Large-Scale Evaluation of Open-Set Image Classification Techniques
Halil Bisgin, Andres Palechor, Mike Suter, Manuel Günther
TL;DR
This work addresses the need for realistic, large-scale evaluation of open-set image classification. It systematically compares training-based OSC losses (SoftMax, Garbage, EOS) with post-processing methods (MSS, MLS, OpenMax, EVM, PROSER) across three ImageNet-based protocols that vary the semantic distance between known and unknown classes. Key findings show that Entropic Open-Set (EOS) training generally improves discrimination of negatives and unknowns, and that hybrid approaches (e.g., EOS with OpenMax or PROSER) yield the strongest gains in settings with semantically distant unknowns, while performance is more mixed for harder unknowns.

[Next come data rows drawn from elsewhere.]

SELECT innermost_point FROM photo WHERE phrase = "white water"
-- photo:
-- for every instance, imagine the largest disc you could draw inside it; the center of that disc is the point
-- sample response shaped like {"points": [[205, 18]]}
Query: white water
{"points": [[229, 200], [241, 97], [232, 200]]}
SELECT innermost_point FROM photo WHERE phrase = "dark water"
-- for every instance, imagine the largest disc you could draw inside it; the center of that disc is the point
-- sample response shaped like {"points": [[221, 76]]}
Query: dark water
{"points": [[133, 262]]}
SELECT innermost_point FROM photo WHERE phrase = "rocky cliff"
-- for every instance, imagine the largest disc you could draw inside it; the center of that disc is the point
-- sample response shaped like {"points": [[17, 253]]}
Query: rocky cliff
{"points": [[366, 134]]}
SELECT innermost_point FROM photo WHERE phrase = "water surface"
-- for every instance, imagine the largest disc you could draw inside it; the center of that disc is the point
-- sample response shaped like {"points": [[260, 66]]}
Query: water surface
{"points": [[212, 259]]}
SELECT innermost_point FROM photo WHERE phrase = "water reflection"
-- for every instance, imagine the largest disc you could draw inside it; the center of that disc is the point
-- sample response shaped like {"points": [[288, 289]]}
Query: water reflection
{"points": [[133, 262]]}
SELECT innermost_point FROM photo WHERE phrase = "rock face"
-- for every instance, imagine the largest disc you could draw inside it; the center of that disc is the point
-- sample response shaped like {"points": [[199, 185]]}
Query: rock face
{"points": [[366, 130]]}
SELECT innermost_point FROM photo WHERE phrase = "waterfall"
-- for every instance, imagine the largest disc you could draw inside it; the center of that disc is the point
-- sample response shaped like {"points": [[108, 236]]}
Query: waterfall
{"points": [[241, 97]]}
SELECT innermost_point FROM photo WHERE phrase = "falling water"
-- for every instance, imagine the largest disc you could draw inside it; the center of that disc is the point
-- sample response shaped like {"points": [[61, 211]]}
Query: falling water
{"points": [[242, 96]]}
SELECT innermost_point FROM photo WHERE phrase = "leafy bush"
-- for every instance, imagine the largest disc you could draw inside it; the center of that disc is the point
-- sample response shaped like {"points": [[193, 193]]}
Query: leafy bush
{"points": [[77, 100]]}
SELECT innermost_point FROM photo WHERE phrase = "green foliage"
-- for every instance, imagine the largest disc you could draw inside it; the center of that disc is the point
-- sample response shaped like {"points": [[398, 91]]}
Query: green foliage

The work provides reproducible code and framing to benchmark OSC methods fairly at scale, guiding future development toward robust open-set recognition in real-world deployments.
Abstract
The goal for classification is to correctly assign labels to unseen samples. However, most methods misclassify samples with unseen labels and assign them to one of the known classes. Open-Set Classification (OSC) algorithms aim to maximize both closed and open-set recognition capabilities. Recent studies showed the utility of such algorithms on small-scale data sets, but limited experimentation makes it difficult to assess their performances in real-world problems. Here, we provide a comprehensive comparison of various OSC algorithms, including training-based (SoftMax, Garbage, EOS) and post-processing methods (Maximum SoftMax Scores, Maximum Logit Scores, OpenMax, EVM, PROSER), the latter are applied on features from the former. We perform our evaluation on three large-scale protocols that mimic real-world challenges, where we train on known and negative open-set samples, and test on known and unknown instances. Our results show that EOS helps to improve performance of almost all post-processing algorithms. Particularly, OpenMax and PROSER are able to exploit better-trained networks, demonstrating the utility of hybrid models. However, while most algorithms work well on negative test samples -- samples of open-set classes seen during training -- they tend to perform poorly when tested on samples of previously unseen unknown classes, especially in challenging conditions.